With the legislative process stalled, and Congress pressured to pass authorizations and appropriations for infrastructure and water projects, it will become increasingly clear that earmarks are critical for Congress to fulfill its constitutional role.

Friday, January 6, 2012

Political Misdirection

Just before the Iowa Caucuses, with Rick Santorum surging in the polls, Rick Perry went on the attack criticizing Santorum's record on earmarks. Now neck-and-neck with Santorum in South Carolina, the Romney campaign has torn a page from the Perry playbook.

Romney has enlisted long-time earmark critic John McCain to likewise attack Santorum on earmarks. Invoking the names of South Carolina's two Senators McCain noted "I think [earmarks are] wrong for America and so does Sen. [Jim] DeMint and so does Sen. Lindsey Graham who have been staunch fighters against earmark and pork barrel spending." (The use of Graham's name is dubious given Graham's support for earmarks and his very public feud with DeMint over an earmark for the port at Charleston.)

Conjuring up one of his well-worn claims McCain argued on the campaign trail yesterday that "...earmark spending is the gateway to corruption...Sen. Santorum and I have a strong disagreement, a strong disagreement that he believes that earmark and pork barrel projects were good for America."

Misdirection takes advantage of the cognitive limits of the human mind. Typically we can only focus on one thing at a time. Misdirection works by focusing our attention on one thing, something likely to grab our attention, while a more meaningful objective is achieved unnoticed by the spectator. 

Political misdirection uses the same principle; distract the public with an issue of dubious policy importance like earmarks while achieving larger policy goals. While the public is frothing over earmarks much more costly tax loopholes are woven into the tax code for the benefit of favored constituencies (with the added benefit of then decrying the tax code as too complicated and filled with loopholes).

An example came to our attention by way of an NPR story that aired this morning.

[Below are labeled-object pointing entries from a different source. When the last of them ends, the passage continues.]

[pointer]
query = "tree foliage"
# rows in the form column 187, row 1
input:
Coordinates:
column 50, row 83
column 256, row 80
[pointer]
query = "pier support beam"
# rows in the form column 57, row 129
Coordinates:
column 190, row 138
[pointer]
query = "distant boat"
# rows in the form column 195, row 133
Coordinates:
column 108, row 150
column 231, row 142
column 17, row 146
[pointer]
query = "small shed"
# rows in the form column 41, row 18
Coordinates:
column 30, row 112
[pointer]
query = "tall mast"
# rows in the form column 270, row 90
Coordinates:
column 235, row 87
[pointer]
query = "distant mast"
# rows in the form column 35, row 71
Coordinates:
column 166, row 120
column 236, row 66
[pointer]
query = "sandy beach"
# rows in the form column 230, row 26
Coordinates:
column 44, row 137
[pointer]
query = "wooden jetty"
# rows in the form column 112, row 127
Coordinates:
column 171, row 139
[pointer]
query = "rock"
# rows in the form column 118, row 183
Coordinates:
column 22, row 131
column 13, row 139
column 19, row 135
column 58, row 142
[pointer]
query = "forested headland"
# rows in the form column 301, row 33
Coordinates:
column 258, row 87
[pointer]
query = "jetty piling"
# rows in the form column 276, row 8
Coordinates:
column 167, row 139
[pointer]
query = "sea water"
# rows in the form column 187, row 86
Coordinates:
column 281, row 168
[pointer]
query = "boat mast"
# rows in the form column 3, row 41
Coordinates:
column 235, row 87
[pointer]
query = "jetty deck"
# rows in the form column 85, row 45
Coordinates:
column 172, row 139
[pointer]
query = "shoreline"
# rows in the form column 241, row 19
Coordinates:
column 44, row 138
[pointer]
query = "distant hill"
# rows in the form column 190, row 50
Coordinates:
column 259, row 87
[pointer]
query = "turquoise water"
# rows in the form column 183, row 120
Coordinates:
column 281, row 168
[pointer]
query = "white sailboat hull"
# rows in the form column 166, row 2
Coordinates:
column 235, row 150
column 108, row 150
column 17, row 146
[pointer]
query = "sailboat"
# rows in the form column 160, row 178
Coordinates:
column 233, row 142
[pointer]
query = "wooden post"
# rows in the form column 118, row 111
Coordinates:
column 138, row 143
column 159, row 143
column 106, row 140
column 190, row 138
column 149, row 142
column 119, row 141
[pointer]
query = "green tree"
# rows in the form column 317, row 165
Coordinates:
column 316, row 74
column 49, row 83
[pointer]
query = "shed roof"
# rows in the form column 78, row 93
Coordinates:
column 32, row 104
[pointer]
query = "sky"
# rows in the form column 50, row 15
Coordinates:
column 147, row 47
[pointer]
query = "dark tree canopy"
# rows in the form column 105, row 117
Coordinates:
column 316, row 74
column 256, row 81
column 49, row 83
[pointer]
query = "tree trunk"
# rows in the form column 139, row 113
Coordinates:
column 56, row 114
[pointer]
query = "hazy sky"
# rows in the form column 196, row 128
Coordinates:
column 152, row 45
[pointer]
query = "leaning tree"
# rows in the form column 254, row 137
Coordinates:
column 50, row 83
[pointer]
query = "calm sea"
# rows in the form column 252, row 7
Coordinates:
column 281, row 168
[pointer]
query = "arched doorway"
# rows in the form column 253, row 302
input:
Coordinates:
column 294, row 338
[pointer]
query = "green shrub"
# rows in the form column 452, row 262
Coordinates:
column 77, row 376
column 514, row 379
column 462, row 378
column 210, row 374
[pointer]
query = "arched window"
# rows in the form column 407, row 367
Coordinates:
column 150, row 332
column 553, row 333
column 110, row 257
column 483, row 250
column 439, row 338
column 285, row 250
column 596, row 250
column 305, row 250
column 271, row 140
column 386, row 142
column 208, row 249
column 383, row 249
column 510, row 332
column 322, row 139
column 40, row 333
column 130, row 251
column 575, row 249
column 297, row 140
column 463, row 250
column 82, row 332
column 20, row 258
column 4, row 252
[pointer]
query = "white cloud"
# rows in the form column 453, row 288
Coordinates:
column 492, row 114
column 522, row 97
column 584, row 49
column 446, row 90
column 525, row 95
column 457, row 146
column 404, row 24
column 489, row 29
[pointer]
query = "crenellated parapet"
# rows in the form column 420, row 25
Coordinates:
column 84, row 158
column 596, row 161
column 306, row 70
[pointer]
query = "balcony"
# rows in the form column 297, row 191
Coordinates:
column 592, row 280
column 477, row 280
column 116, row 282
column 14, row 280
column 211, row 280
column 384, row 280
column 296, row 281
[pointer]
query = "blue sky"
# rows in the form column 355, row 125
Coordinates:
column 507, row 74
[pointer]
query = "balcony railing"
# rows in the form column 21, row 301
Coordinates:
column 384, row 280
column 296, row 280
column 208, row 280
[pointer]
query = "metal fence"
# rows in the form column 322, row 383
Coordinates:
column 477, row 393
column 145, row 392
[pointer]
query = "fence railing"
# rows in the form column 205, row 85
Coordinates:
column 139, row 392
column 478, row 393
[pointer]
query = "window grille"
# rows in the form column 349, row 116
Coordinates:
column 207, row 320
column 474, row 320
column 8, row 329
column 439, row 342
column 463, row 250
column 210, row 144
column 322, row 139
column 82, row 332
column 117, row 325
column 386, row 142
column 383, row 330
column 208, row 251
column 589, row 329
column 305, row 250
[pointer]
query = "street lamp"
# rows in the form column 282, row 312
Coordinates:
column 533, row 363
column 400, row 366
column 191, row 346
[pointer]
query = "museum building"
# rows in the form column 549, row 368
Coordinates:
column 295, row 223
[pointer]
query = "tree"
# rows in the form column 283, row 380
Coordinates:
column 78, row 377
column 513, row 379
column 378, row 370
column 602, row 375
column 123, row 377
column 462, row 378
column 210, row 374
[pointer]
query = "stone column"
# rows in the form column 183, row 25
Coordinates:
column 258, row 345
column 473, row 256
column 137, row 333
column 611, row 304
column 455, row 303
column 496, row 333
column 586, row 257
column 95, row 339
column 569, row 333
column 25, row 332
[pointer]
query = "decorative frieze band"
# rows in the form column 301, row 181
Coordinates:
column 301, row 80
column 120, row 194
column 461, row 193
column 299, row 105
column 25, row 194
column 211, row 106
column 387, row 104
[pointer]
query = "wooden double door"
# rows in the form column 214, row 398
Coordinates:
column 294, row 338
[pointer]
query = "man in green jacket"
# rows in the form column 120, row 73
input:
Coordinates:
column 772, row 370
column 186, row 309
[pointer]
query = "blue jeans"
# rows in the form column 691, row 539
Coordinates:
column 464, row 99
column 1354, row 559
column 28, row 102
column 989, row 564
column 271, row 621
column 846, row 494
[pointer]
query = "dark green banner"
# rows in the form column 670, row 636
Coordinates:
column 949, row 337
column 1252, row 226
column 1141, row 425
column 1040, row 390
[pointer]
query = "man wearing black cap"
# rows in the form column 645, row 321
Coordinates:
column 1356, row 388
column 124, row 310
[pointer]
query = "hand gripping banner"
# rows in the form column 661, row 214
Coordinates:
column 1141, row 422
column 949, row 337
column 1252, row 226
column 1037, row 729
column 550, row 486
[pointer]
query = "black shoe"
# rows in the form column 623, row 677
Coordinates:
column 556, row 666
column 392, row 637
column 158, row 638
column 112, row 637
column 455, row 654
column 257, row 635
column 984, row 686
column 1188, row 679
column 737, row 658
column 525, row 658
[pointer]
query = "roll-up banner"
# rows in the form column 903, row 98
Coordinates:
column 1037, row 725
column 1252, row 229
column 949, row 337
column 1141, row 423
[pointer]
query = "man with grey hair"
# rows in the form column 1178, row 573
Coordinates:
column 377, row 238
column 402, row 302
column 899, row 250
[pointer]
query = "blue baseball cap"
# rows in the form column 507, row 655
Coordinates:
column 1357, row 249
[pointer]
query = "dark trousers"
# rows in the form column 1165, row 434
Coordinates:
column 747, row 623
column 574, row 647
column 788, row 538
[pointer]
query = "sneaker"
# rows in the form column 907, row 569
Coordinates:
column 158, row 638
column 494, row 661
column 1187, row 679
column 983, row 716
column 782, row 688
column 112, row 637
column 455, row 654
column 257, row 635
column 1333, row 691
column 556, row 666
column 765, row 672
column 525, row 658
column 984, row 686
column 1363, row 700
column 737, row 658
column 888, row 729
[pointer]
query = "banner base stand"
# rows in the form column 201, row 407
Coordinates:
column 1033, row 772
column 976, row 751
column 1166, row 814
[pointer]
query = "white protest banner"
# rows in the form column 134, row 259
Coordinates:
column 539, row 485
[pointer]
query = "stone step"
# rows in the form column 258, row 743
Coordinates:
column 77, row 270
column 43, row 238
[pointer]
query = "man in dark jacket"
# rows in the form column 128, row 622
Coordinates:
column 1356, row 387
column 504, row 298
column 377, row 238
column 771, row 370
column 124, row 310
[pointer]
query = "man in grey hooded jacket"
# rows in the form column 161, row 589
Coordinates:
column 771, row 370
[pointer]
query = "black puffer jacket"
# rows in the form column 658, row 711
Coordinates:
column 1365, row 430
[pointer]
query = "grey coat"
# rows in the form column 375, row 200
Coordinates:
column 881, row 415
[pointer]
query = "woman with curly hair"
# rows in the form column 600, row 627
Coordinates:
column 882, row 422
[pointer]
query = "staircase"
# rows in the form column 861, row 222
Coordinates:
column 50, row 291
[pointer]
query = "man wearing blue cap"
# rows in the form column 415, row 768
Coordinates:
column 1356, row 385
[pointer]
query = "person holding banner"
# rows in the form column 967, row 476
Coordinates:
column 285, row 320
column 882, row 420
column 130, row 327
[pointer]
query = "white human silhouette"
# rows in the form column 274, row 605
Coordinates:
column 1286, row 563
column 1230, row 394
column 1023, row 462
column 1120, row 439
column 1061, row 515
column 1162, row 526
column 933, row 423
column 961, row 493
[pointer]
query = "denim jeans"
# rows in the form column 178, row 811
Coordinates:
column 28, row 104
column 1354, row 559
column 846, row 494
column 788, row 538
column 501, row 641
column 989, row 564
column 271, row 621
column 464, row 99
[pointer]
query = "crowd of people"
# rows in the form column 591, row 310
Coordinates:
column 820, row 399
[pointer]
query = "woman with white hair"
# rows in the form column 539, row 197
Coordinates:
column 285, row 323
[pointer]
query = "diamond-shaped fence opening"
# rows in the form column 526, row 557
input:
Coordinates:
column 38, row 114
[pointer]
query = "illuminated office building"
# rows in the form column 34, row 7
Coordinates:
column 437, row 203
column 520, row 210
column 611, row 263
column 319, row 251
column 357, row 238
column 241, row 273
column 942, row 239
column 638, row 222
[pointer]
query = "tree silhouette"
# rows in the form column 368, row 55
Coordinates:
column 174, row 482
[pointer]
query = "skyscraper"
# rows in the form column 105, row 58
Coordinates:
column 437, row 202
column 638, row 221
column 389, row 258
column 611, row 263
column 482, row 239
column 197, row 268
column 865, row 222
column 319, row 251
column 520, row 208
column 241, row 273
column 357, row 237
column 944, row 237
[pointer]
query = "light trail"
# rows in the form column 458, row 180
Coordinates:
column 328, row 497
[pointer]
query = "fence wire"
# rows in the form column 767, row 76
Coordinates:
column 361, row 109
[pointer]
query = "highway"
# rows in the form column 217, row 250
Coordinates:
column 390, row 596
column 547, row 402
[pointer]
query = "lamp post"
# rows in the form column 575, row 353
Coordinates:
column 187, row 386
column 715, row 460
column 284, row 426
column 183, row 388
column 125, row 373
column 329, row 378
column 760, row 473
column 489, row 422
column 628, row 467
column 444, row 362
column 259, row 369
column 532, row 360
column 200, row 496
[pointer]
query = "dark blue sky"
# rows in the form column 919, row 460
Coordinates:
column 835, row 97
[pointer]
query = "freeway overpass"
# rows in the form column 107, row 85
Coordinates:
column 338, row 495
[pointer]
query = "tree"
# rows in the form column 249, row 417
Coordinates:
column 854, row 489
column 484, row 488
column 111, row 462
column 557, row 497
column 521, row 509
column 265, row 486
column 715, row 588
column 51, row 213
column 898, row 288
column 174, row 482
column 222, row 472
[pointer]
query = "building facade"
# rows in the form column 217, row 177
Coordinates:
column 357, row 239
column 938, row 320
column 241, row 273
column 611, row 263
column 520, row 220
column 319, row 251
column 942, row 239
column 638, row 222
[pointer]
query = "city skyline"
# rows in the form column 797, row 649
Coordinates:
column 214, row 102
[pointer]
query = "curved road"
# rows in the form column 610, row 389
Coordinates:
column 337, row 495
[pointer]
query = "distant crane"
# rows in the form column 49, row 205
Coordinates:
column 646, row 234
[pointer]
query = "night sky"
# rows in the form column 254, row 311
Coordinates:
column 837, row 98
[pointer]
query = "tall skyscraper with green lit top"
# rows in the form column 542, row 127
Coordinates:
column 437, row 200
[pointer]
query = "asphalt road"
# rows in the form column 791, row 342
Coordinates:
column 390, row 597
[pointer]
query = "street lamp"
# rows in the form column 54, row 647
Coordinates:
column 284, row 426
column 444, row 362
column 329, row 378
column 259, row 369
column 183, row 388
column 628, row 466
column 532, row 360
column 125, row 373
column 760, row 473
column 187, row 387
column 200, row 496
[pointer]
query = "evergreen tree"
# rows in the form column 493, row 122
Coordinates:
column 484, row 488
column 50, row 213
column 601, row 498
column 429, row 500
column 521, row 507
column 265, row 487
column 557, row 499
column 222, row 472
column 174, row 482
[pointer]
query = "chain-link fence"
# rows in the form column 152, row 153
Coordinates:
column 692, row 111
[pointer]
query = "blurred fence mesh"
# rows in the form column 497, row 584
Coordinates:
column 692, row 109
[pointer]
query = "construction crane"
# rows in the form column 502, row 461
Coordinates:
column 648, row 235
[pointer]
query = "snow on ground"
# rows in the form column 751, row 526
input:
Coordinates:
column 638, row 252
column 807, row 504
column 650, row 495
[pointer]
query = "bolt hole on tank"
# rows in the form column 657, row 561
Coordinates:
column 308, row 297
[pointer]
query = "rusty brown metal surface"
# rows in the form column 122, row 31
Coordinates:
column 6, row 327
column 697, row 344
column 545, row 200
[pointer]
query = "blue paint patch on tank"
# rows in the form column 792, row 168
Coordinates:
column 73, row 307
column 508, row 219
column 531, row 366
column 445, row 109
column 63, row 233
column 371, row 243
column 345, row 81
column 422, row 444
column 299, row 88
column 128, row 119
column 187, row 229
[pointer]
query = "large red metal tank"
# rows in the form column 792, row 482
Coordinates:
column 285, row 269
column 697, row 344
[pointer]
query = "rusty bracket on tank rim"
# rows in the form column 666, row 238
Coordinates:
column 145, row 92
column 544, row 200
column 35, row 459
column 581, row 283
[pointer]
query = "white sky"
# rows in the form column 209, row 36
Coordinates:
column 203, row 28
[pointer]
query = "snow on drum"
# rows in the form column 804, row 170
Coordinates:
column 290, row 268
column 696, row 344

A recent study University of Kansas professors Raquel Alexander, Stephen Mazza, and Susan Scholz examines the "return on investment" of lobbying expenditures on the American Jobs Creation Act of 2004. The AJCA created an amnesty for U.S. corporations with foreign earnings that were held off shore. Corporations could "repatriate" those funds at a substantial tax discount (15% on earnings compared to the 35% tax rate on the earnings). 

Alexander, Mazza, and Scholz estimate that companies spent about $288 million lobbying for the AJCA reaping tax savings of $62.5 billion; that is, for every $1 a corporation invested in lobbying on AJCA their average return on investment was $220.

This single tax loophole in 2004 cost about four times all of the earmark expenditures for that same year. A quick search of The New York Times for 2004 reveals almost 100 stories about earmarks and "pork barrel projects" and only one story about the $62.5 billion American Jobs Creation Act.

We are not suggesting that lobbying is corrupt. We are not suggesting that the AJCA was bad policy. We are not suggesting that the members of Congress who supported the AJCA were corrupt. 

What we are suggesting is that earmark critics like McCain create a tempest surrounding earmarks while more fundamental and costly issues get little or no attention. Likewise, when it comes to the Republican Presidential nomination what stories about Romney are being ignored while the electorate and the media are distracted with earmarks?

Thursday, January 5, 2012

CHOICE Review of Cheese Factories

Scrolling through my (Sean) Facebook news feed this morning I was surprised to come upon CHOICE magazine's Top Review for the day: Cheese Factories on the Moon. The reviewer recommends Cheese Factories as

"...a worthwhile read for anyone interested in earmarks, the federal deficit, and the role of Congress and congressional spending decisions in the larger government/political picture."
CHOICE rates Cheese Factories "Highly Recommended."